Microstructure and high temperature mechanical properties of powder metallurgical Ti-45Al-7Nb-0.3W alloy sheets

Abstract

The microstructure, high temperature mechanical properties and deformation mechanism of powder metallurgical (PM) Ti-45Al-7Nb-0.3W (at.%) alloy sheets were investigated by X-ray diffraction (XRD), scanning electron microscopy (SEM) and transmission electron microscopy (TEM). The tensile test results showed excellent high temperature mechanical properties with a yield stress (YS) of 670MPa and an ultimate tensile stress (UTS) of 874MPa at 700°C and displayed an anomalous strengthening effect, which could be explained by the pinning mechanism of dislocation locks.
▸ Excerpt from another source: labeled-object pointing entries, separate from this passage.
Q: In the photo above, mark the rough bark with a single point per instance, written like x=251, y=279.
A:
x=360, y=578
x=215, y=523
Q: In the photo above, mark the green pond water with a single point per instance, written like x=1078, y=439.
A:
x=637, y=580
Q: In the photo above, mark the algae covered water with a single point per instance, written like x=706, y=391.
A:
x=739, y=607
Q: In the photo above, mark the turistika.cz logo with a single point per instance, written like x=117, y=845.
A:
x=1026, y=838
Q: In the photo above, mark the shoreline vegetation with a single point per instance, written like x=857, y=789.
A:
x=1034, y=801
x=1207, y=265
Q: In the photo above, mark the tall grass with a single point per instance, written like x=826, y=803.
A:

In addition, the brittle-ductile transition temperature (BDTT) was found at between 800°C and 850°C. When deformed below BDTT, high density of dislocations and mechanical twins were observed in the microstructures. However, with increasing deformation temperature above BDTT, kinking of α2/γ lamellar colonies and dynamic recrystallization also occurred. It was noteworthy that the as-rolled sheets displayed superplastic behaviors at 950°C with initial strain rates of 1×10−4s−1 and 5×10−5s−1. At the same time, severe dynamic recrystallization took place and the grain boundary sliding was improved by β phase, which resulted in an elongation of 243% at the strain rate of 5×10−5s−1.